In this project we are creating a new viewing paradigm that will take advantage of recent and emerging methods in computer vision, virtual reality and computer graphics technology, together with the computational capabilities likely to be available on next generation machines and networks. This new paradigm will allow each viewer the ability to view the field from any arbitrary viewpoint -- from the point of view of the ball headed toward the soccer goal; or from that of the goalie defending the goal; as the quarterback dropping back to pass; or as a hitter waiting for a pitch. In this way, the viewer can observe exactly those portions of the game which most interest him, and from the viewpoint that most interests him (e.g. some fans may want to have the best view of Michael Jordan as he sails toward the basket; others may want to see the world from his point of view).
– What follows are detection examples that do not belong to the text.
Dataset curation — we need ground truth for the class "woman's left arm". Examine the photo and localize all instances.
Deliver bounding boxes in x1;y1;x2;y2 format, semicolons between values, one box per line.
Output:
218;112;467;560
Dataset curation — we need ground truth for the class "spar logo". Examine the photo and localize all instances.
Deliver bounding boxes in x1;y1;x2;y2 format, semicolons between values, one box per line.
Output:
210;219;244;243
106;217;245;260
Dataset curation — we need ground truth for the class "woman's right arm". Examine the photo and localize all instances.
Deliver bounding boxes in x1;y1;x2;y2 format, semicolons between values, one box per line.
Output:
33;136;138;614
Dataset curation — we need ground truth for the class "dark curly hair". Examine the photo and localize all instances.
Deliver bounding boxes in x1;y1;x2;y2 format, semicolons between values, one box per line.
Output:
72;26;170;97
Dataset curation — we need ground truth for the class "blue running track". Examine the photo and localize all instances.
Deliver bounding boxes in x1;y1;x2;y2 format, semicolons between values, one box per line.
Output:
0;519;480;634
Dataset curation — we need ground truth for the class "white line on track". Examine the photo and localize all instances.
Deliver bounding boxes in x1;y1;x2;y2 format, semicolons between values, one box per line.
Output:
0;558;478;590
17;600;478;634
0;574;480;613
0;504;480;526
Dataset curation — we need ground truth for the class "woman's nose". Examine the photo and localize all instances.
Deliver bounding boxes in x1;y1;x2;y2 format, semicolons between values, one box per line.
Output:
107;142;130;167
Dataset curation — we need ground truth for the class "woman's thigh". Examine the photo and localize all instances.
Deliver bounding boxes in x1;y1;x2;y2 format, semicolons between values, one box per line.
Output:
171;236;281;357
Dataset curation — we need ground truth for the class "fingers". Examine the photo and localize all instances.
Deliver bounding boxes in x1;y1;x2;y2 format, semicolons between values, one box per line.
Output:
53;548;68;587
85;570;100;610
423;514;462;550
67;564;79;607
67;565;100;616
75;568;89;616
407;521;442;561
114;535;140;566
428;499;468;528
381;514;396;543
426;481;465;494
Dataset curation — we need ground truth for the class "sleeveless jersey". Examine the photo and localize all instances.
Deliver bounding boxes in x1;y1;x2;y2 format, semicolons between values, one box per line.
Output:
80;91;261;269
Progress Through December 1999
We have made rapid progress on a number of problems related to the goals of the Variable Viewpoint Reality project:
We have developed a number of basic algorithms for 3D reconstruction. One approach is designed to work in real time on many cameras. Another is a bit slower, but is designed to yield higher quality results. A third attempts to find the arm, leg and body positions of a human being from one or multiple camera views.
Each of these algorithms is in its very earliest stages. We are exploring these algorithms now: constructing implementations, testing assumptions, etc.
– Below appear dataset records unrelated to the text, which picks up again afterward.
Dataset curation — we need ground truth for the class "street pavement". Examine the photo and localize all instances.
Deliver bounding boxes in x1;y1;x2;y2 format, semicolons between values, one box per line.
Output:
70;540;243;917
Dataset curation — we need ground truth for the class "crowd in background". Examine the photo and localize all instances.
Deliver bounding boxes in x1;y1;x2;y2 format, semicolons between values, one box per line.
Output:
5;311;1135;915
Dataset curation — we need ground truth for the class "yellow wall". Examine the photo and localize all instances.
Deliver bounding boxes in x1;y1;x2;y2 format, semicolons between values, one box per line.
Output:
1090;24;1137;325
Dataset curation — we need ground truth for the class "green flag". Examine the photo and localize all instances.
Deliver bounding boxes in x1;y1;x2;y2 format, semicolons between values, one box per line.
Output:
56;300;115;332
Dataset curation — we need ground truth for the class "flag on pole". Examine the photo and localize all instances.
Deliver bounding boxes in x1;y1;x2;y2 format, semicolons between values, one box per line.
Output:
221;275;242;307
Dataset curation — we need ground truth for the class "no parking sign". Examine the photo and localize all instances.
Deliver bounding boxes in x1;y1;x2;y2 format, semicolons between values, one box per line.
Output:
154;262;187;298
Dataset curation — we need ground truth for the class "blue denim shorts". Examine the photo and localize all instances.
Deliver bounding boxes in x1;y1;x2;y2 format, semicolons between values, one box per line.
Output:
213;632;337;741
We have designed and setup a multiple camera systems for acquiring data in real-time. This system was designed to be flexible and to work indoors. Right now we have 12 cameras working in synchrony. We would like to setup more.
We have acquired a great deal of multi-camera data. This is allowing us to test our algorithms and to develop new ideas.
In collaboration with students working on another project we have been observing outdoor activities. This system provides coarse tracking information of multiple people and cars. The system can also recognize simple activities.
New Results since July 1999
We have developed a new algorithm for the reconstruction of 3D shapes. This algorithm addresses one of the key problems we have encountered to date
noise in the camera observations. In previous reconstruction algorithm, each camera attempts to segment the object from the background. These segments are then intersected to form a 3D shape. In some cases noise in the cameras leads to incorrect segmentation. This in turn leads to poor reconstruction. Our new algorithm explicitly models this noise and introduces a prior over shapes. The result is the Bayes optimal reconstruction which is very insensitive to noise. These results are described in a pre-print paper available from the MIT/NTT web page: http://www.ai.mit.edu/projects/ntt.
We have made significant progress on texture mapping 3D shapes. This will allow us to create much more convincing VVR displays.
- We have demonstrated the system performing real-time 3D reconstruction using 16 cameras. This system combines many of the results mentioned above.
Research Plan for the Next Six Months
Integration of new reconstruction algorithms with real-time system.
Incorporating more cameras with real-time system.
Improving tracking of multiple people.